Kalia Lavel. Ancienne flic de l’entreprise BelCor qui a rendu l’insigne pour défendre les plus méritants, éprise de justice.

 

Le Paris de 2400 est résolument cyberpunk et on sent un travail sur l’univers plus prononcé. On nous évoque, au détour d’une conversation mondaine, les guerres qui ont secoué le monde et mené à la destruction de la tour Eiffel, le passé trouble de BelCor ou encore la déréliction de Paris et son abandon aux gangs (du moins, la partie populaire, les riches vivant sous des dômes bien cosy). À défaut de faire preuve d’idées 100% originales, 2400 est résolument décidé à emprunter le meilleur de ce qui se fait, avec un peu de Gunm par-ci, de Blade Runner par là, de Deus Ex et de Cyberpunk 2077 en passant par Shadowrun ou Netrunner, sans compter les influences littéraires : le genre cyberpunk est traité avec honneur et révérence, dans l’esthétique comme dans les thèmes abordés. La méchante corpo qui exploite les (déjà) opprimés et infortunés, les guerres de gang, la drogue, les plaisirs virtuels… Le sense of place un peu absent de 1900 est ici bien présent : on doit décrypter les nouveaux codes, réfléchir aux implications qu’a la technologie dans notre société.

 

Mais c’est sans compter le gameplay. Quelques petites innovations par-ci par-là. Tout d’abord, Kalia a accès à un corbeau pour googler tout ce que nous voudrions faire. C’est un peu notre aide, et les rares fois où nous avons voulu l’utiliser, il s’est avéré déterminant dans l’aiguillage de notre partie. Coup de pot ou aide vraiment trop forte, je ne saurais dire, mais mon groupe a été presque déçu de cette aide trop frontale. En revanche, cyberpunk oblige, tout un univers virtuel existe et il sera possible de s’y connecter, simplement et efficacement, à partir du lieu où l’on est. Seul souci, dans l’univers virtuel, vous ne rencontrez que des avatars, qui parfois vous diront qui ils sont… parfois, non. Ou des chatbots, même. Et si vous mettez trop la pression à un personnage, il pourrait se déconnecter. De quoi rajouter le soupçon de tension qu’il faut.
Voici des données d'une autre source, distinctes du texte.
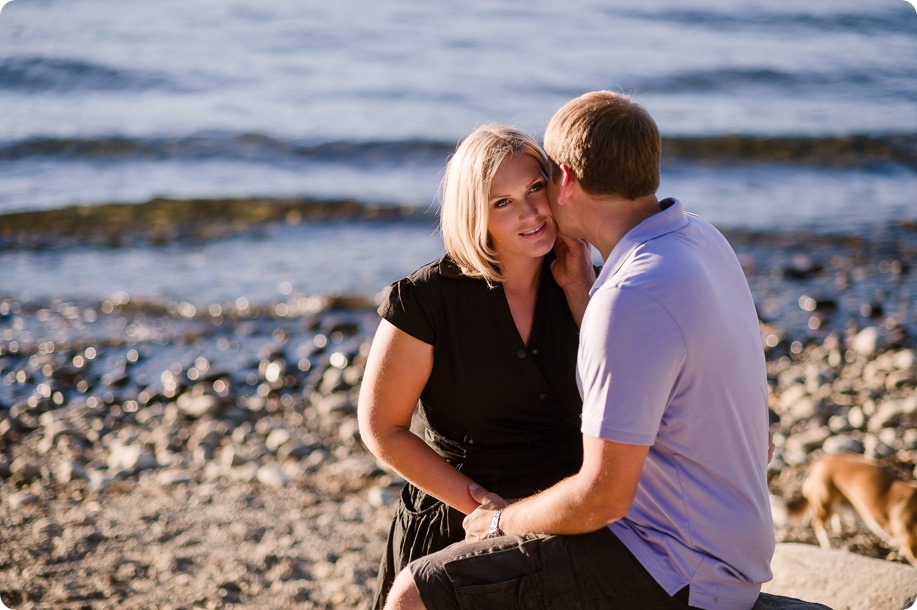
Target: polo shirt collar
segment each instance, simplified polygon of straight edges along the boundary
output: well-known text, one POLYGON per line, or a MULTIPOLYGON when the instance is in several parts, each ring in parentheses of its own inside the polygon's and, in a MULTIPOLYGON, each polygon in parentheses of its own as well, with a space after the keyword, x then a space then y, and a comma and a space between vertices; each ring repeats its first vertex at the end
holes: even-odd
POLYGON ((621 241, 612 249, 611 254, 602 266, 599 277, 596 278, 592 289, 589 291, 591 296, 609 277, 614 275, 630 253, 642 244, 656 239, 667 233, 678 231, 688 224, 688 216, 685 214, 681 202, 674 197, 663 199, 659 202, 661 208, 657 214, 653 214, 636 227, 628 231, 621 241))

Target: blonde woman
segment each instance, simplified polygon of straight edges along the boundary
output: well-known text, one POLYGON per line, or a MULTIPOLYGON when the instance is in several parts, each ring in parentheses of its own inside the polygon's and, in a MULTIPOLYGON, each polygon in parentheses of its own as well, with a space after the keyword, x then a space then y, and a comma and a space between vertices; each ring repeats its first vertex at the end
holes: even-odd
POLYGON ((408 484, 376 608, 407 563, 464 539, 470 484, 520 498, 581 464, 576 353, 595 274, 584 243, 558 238, 548 173, 530 136, 471 133, 443 181, 447 254, 392 284, 379 308, 360 431, 408 484), (418 401, 423 438, 410 430, 418 401))

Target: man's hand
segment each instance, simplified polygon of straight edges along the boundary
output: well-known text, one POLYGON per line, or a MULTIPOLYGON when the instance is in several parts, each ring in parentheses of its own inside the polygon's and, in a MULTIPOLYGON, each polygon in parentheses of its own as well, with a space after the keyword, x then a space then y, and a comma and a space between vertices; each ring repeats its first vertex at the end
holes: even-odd
POLYGON ((468 486, 468 493, 480 503, 480 506, 462 521, 462 527, 465 528, 465 542, 485 540, 494 513, 497 509, 509 506, 509 502, 476 484, 468 486))

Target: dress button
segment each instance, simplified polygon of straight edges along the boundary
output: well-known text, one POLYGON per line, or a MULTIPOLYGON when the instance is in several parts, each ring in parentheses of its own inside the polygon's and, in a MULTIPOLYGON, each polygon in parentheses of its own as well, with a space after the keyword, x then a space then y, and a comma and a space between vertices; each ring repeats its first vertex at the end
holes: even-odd
POLYGON ((533 355, 533 356, 537 356, 537 355, 538 355, 538 348, 537 348, 537 347, 533 347, 533 348, 532 348, 532 355, 533 355))
POLYGON ((551 395, 547 392, 542 392, 538 398, 541 400, 541 402, 548 402, 551 400, 551 395))
POLYGON ((521 349, 521 350, 519 350, 518 352, 516 352, 516 357, 518 357, 519 360, 522 360, 523 358, 525 358, 525 355, 526 355, 527 353, 528 353, 528 352, 526 352, 524 349, 521 349))

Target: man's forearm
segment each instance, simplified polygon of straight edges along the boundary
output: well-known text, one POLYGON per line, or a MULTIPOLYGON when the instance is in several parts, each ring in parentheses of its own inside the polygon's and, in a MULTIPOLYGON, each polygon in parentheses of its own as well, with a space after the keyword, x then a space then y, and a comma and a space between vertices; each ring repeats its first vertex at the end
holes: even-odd
MULTIPOLYGON (((534 496, 506 506, 500 515, 505 534, 583 534, 623 517, 634 501, 648 447, 584 437, 578 473, 534 496)), ((505 501, 469 490, 481 507, 465 518, 467 540, 487 537, 496 509, 505 501)))
POLYGON ((590 498, 577 477, 506 507, 500 529, 506 534, 584 534, 624 516, 626 510, 616 511, 590 498))

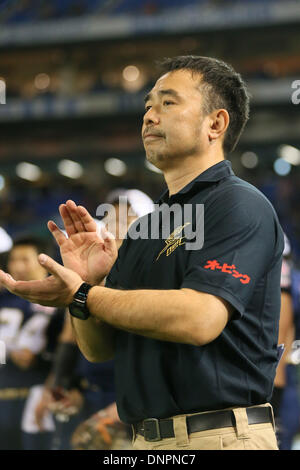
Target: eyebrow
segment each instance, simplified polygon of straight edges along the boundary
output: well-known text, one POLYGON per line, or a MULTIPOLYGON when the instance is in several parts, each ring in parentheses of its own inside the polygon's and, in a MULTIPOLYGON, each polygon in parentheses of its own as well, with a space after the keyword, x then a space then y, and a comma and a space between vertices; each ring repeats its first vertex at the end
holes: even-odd
MULTIPOLYGON (((167 90, 159 90, 158 95, 171 95, 174 98, 177 98, 178 100, 181 99, 179 93, 176 90, 173 90, 173 88, 168 88, 167 90)), ((151 100, 152 96, 152 93, 148 93, 144 98, 144 102, 147 103, 147 101, 151 100)))

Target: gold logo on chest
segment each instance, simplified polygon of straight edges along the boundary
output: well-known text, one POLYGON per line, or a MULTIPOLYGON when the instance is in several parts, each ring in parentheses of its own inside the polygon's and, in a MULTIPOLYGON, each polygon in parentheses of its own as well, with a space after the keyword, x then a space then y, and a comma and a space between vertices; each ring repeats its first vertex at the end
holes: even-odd
POLYGON ((187 225, 190 225, 190 222, 175 228, 174 232, 172 232, 171 235, 165 240, 166 246, 158 254, 155 261, 157 261, 160 255, 163 253, 166 253, 166 256, 169 256, 171 253, 173 253, 173 251, 176 250, 176 248, 185 244, 185 241, 183 241, 185 237, 180 237, 179 235, 187 225))

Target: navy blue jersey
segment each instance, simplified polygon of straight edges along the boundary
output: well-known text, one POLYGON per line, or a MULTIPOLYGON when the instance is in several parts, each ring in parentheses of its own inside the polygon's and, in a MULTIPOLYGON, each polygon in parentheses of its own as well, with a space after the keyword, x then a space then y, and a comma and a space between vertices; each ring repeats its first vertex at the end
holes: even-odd
POLYGON ((89 384, 105 391, 114 391, 114 361, 92 363, 80 354, 76 372, 89 384))
POLYGON ((294 309, 294 322, 295 322, 295 339, 300 339, 300 270, 293 269, 292 271, 292 298, 294 309))
POLYGON ((97 409, 102 409, 116 400, 114 361, 89 362, 80 354, 76 367, 85 399, 97 409))
POLYGON ((43 383, 51 366, 51 350, 63 325, 63 315, 21 299, 6 290, 0 292, 0 340, 6 346, 6 364, 0 368, 0 389, 29 388, 43 383), (11 353, 28 349, 35 360, 22 370, 11 353))

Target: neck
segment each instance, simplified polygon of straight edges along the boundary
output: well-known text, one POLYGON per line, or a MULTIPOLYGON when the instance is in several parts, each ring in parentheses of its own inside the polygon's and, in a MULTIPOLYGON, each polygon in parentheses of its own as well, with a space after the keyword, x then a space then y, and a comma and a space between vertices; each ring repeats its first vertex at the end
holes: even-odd
POLYGON ((198 175, 223 160, 224 155, 205 160, 188 157, 181 161, 179 165, 176 165, 176 167, 164 169, 163 173, 169 189, 169 196, 178 193, 198 175))

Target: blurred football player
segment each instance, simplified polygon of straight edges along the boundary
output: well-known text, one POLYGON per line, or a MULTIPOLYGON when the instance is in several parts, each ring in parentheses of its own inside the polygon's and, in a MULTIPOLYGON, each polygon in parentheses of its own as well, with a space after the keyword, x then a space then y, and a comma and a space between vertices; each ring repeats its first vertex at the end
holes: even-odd
MULTIPOLYGON (((294 439, 300 431, 300 396, 299 396, 299 364, 300 364, 300 271, 291 257, 286 253, 288 267, 285 269, 285 279, 288 284, 289 302, 292 303, 293 325, 290 344, 286 353, 285 382, 282 390, 279 408, 279 448, 292 450, 294 439)), ((283 265, 284 269, 284 265, 283 265)), ((284 304, 282 305, 284 307, 284 304)))
MULTIPOLYGON (((45 278, 47 272, 38 263, 38 254, 44 250, 37 238, 16 240, 8 254, 8 272, 24 281, 45 278)), ((0 449, 27 448, 28 437, 33 434, 36 438, 29 424, 30 410, 23 419, 22 435, 22 415, 32 387, 43 383, 48 374, 49 352, 62 328, 61 318, 56 308, 31 304, 6 290, 0 292, 0 339, 7 353, 0 369, 0 449)))
POLYGON ((284 345, 284 352, 277 366, 276 376, 274 380, 274 389, 272 396, 272 406, 277 428, 277 439, 280 448, 281 441, 281 423, 280 423, 280 407, 282 395, 286 386, 286 366, 294 340, 294 316, 291 296, 291 249, 290 243, 286 235, 284 236, 285 246, 283 252, 282 269, 281 269, 281 310, 279 321, 278 344, 284 345))

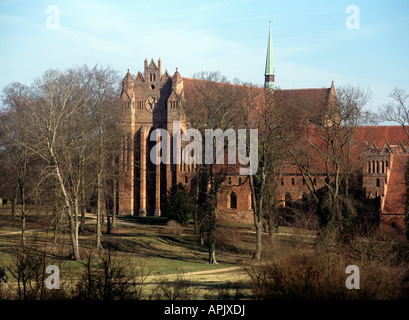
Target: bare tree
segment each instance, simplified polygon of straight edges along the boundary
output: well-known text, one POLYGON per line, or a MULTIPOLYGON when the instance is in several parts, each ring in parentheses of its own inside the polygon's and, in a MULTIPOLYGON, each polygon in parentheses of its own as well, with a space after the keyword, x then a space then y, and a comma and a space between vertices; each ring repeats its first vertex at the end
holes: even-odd
MULTIPOLYGON (((4 172, 8 176, 11 186, 16 185, 11 190, 19 190, 20 213, 21 213, 21 242, 25 244, 25 224, 26 224, 26 201, 27 201, 27 182, 29 178, 29 166, 32 161, 32 153, 27 148, 30 136, 27 123, 28 102, 30 90, 27 86, 20 83, 12 83, 3 90, 3 105, 6 107, 1 117, 1 141, 4 172), (23 143, 18 143, 23 142, 23 143), (14 179, 14 182, 13 182, 14 179)), ((13 206, 12 215, 14 215, 17 194, 12 195, 13 206)))
MULTIPOLYGON (((74 70, 64 73, 49 70, 35 81, 27 119, 33 144, 26 146, 49 167, 58 181, 69 222, 75 260, 79 252, 79 212, 81 195, 81 159, 87 152, 82 143, 86 123, 84 101, 86 92, 74 70)), ((24 143, 20 141, 20 143, 24 143)))
POLYGON ((267 221, 271 235, 277 206, 277 186, 284 169, 285 121, 280 114, 282 109, 277 108, 275 96, 268 89, 247 84, 242 92, 243 124, 249 130, 258 129, 258 170, 249 175, 248 181, 256 229, 256 250, 253 258, 259 260, 263 224, 267 221))
POLYGON ((355 136, 356 129, 374 120, 373 114, 365 110, 371 97, 369 90, 346 86, 336 93, 336 98, 319 108, 295 106, 300 116, 292 124, 293 142, 288 148, 290 163, 299 168, 323 209, 322 223, 331 228, 342 225, 346 207, 352 209, 349 181, 365 150, 355 136), (320 203, 317 181, 326 190, 325 204, 320 203))
POLYGON ((396 87, 389 97, 392 98, 392 102, 380 108, 381 119, 401 125, 409 139, 409 94, 404 89, 396 87))
MULTIPOLYGON (((219 72, 201 72, 194 75, 192 91, 184 101, 184 112, 193 128, 205 133, 205 130, 234 128, 238 111, 237 86, 228 83, 219 72)), ((205 136, 205 135, 203 135, 205 136)), ((214 137, 211 138, 214 142, 214 137)), ((205 141, 203 141, 205 143, 205 141)), ((206 186, 206 226, 209 246, 209 263, 216 261, 216 208, 217 193, 225 178, 225 168, 216 164, 216 144, 213 145, 213 161, 199 164, 202 177, 207 177, 206 186), (211 163, 210 163, 211 162, 211 163), (204 174, 204 171, 206 174, 204 174)), ((202 149, 205 150, 205 147, 202 149)), ((219 150, 220 151, 220 150, 219 150)))
MULTIPOLYGON (((97 228, 96 245, 101 249, 101 227, 103 210, 106 208, 106 181, 112 178, 115 167, 110 167, 110 157, 115 157, 115 143, 118 139, 118 106, 119 79, 118 73, 111 68, 95 66, 91 70, 85 68, 90 79, 88 88, 88 104, 92 123, 95 126, 95 163, 97 188, 97 228), (109 171, 108 171, 109 169, 109 171)), ((108 224, 110 224, 108 218, 108 224)))

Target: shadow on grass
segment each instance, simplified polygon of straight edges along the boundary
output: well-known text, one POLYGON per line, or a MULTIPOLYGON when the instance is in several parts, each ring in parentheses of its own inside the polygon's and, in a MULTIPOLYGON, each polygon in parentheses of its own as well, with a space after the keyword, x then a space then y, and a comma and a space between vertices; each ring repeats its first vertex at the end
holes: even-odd
POLYGON ((151 226, 165 226, 169 221, 169 218, 167 217, 121 216, 117 219, 121 221, 134 222, 136 224, 145 224, 151 226))

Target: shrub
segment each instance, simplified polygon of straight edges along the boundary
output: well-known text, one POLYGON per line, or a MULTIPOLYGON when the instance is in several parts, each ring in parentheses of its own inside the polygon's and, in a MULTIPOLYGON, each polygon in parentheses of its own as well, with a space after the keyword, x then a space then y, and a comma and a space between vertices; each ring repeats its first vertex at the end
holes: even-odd
POLYGON ((76 287, 80 300, 139 300, 143 297, 144 274, 142 264, 135 272, 128 257, 118 256, 111 248, 90 252, 83 263, 85 270, 76 287), (137 281, 139 279, 139 281, 137 281))
POLYGON ((392 300, 409 292, 409 261, 400 246, 372 239, 340 246, 328 238, 313 249, 275 246, 271 260, 246 267, 255 299, 392 300), (346 288, 349 265, 359 268, 359 290, 346 288))
POLYGON ((10 287, 6 290, 2 288, 0 298, 16 300, 61 300, 68 298, 63 283, 60 283, 58 290, 50 290, 46 287, 46 279, 49 276, 46 273, 46 268, 55 264, 55 261, 48 257, 46 247, 40 250, 37 240, 32 246, 25 245, 14 248, 11 252, 11 263, 3 268, 8 274, 8 281, 11 281, 11 278, 16 280, 16 288, 12 291, 9 290, 10 287))
POLYGON ((182 276, 172 282, 161 280, 154 291, 157 300, 197 300, 200 293, 194 283, 182 276))
POLYGON ((164 231, 171 236, 180 236, 183 233, 183 227, 175 220, 169 220, 166 224, 164 231))
POLYGON ((216 247, 223 249, 234 249, 242 242, 245 235, 238 228, 220 226, 216 229, 216 247))

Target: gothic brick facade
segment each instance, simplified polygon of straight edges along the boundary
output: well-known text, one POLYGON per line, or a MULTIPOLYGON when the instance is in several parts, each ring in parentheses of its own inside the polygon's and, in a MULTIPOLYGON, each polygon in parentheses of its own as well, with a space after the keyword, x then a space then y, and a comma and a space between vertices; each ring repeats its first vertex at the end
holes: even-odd
MULTIPOLYGON (((272 77, 268 77, 272 79, 272 77)), ((120 166, 123 178, 119 184, 119 214, 160 216, 163 196, 172 185, 192 186, 194 165, 171 163, 154 164, 152 148, 158 141, 151 141, 151 133, 158 128, 170 134, 170 150, 173 148, 173 125, 180 122, 182 131, 188 128, 182 108, 185 91, 192 79, 183 78, 176 69, 173 76, 162 73, 162 61, 145 60, 144 72, 132 76, 128 70, 121 93, 121 155, 120 166), (185 84, 185 85, 184 85, 185 84)), ((287 104, 322 108, 335 98, 335 88, 274 90, 280 101, 287 104)), ((320 113, 318 110, 317 114, 320 113)), ((408 158, 407 141, 401 127, 359 127, 356 133, 361 142, 364 160, 360 163, 363 172, 363 188, 367 198, 379 198, 383 225, 403 228, 404 222, 404 169, 408 158), (379 147, 382 146, 382 147, 379 147)), ((301 199, 308 194, 308 183, 318 190, 324 186, 325 177, 305 181, 296 167, 288 167, 278 185, 279 200, 285 206, 288 199, 301 199)), ((252 222, 250 188, 245 178, 236 174, 226 177, 217 197, 218 219, 252 222)))

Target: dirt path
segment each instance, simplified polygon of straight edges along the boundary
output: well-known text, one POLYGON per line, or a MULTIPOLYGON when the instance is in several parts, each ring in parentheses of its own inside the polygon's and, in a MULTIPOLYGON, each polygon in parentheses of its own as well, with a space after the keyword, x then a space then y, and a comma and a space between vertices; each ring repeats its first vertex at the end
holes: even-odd
POLYGON ((192 278, 195 276, 206 276, 206 275, 215 275, 218 273, 226 273, 240 270, 242 267, 229 267, 229 268, 220 268, 220 269, 212 269, 212 270, 202 270, 202 271, 194 271, 194 272, 186 272, 186 273, 171 273, 171 274, 164 274, 164 275, 154 275, 146 277, 147 280, 155 280, 155 279, 169 279, 173 277, 188 277, 192 278))

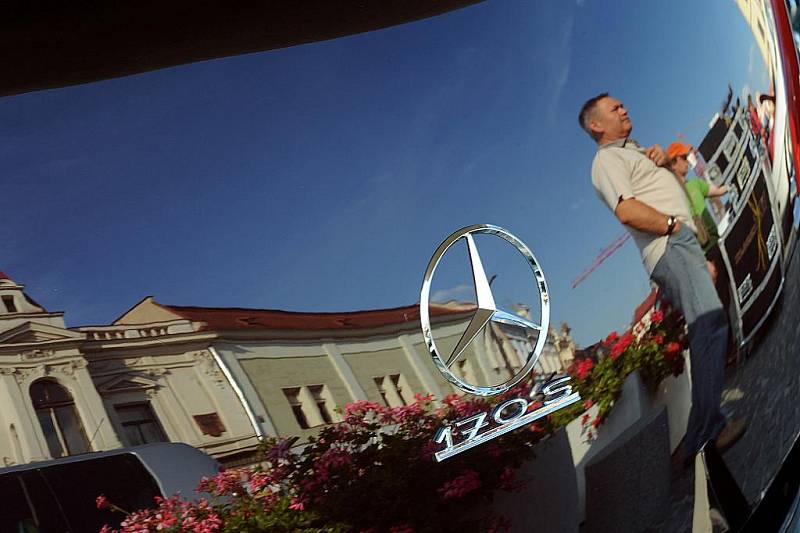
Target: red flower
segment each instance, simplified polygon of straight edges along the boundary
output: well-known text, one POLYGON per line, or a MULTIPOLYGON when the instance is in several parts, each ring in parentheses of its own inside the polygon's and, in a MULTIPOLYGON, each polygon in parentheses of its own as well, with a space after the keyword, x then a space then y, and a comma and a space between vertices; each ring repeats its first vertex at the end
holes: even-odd
POLYGON ((611 348, 611 360, 616 361, 617 357, 622 355, 622 352, 624 351, 625 351, 624 349, 620 349, 619 343, 615 344, 614 347, 611 348))
POLYGON ((534 422, 533 424, 528 426, 528 429, 532 433, 544 433, 545 432, 545 429, 542 426, 540 426, 538 422, 534 422))
POLYGON ((656 333, 655 335, 653 335, 653 341, 656 344, 664 344, 664 335, 656 333))
POLYGON ((603 345, 604 346, 611 346, 612 344, 614 344, 617 341, 617 339, 619 339, 619 335, 617 335, 616 331, 612 331, 611 333, 608 334, 608 337, 606 337, 606 340, 603 341, 603 345))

Attention, à chaque incursion dans le virtuel, la batterie de Kalia se décharge… ce qui arrivera également si vous utilisez ses implants cybernétiques.

 

Les scénarios vous donneront accès à des implants permettant de détecter les anomalies cybernétiques chez les témoins, de désactiver des robots ou de changer la visualisation des scènes de crime. Tout cela est ultra-malin, et rappelle certaines autres mécaniques utilisées par le passé dans la série (la désactivation rappelle le passage à tabac de CoC: Noir, par exemple). Et si Kalia arrive à court de jus, hop, il faut faire un passage au domicile et passer une heure à se charger. Vraiment pas handicapant, mais cela prend un temps certain.

 

Bien que des efforts soient faits, notre protagoniste demeure un peu transparente. Cet opus, plus déroutant et exigeant, est aussi plus abouti, syncrétisme de ce que la série a fait de mieux. Ce n’est pas un hasard si le développement s’est déroulé en plusieurs phases et que ces les jeux sont sortis en vague de livraisons successives.

Un certain travail de worldbuilding, disions-nous.

 

En bref

Ce que je retiens de cette série millénaire, c’est une promesse tenue au mieux, avec certaines inadéquations entre concept et réalisation. Notamment ces personnages, censés représenter l’époque jouée et qui s’effacent. Je ne dis pas qu’il faut absolument un personnage (trop) fort au milieu d’un jeu d’enquête, loin de là, car l’important, c’est justement l’enquête : si le protagoniste est au cœur des débats, c’est que les joueurs doivent pouvoir avoir une influence sur lui – simple question de focus narratif.

 

Cette série tape gentiment dans les limites de Chronicle of Crime, sans pour autant réinventer la formule : on sent le studio polonais prendre en expérience, affirmer ses choix plus précisément. Ceci fleure bon pour The Dark Quarter, récemment annoncé comme étant le financement participatif de Lucky Duck en 2022, se basant sur leur système maison de Destinies et en s’appuyant sur le savoir faire narratif de Van Ryder Games (les darons d’Enquête à Los Angeles et Final Girl). À titre personnel, j’apprécie cette série, bien que je préfère jouer à deux joueurs maximum, car j’éprouve plus de plaisir à avancer fluidement dans l’enquête, et cela permet de limiter le passage un peu pénible de l’appareil (téléphone/tablette).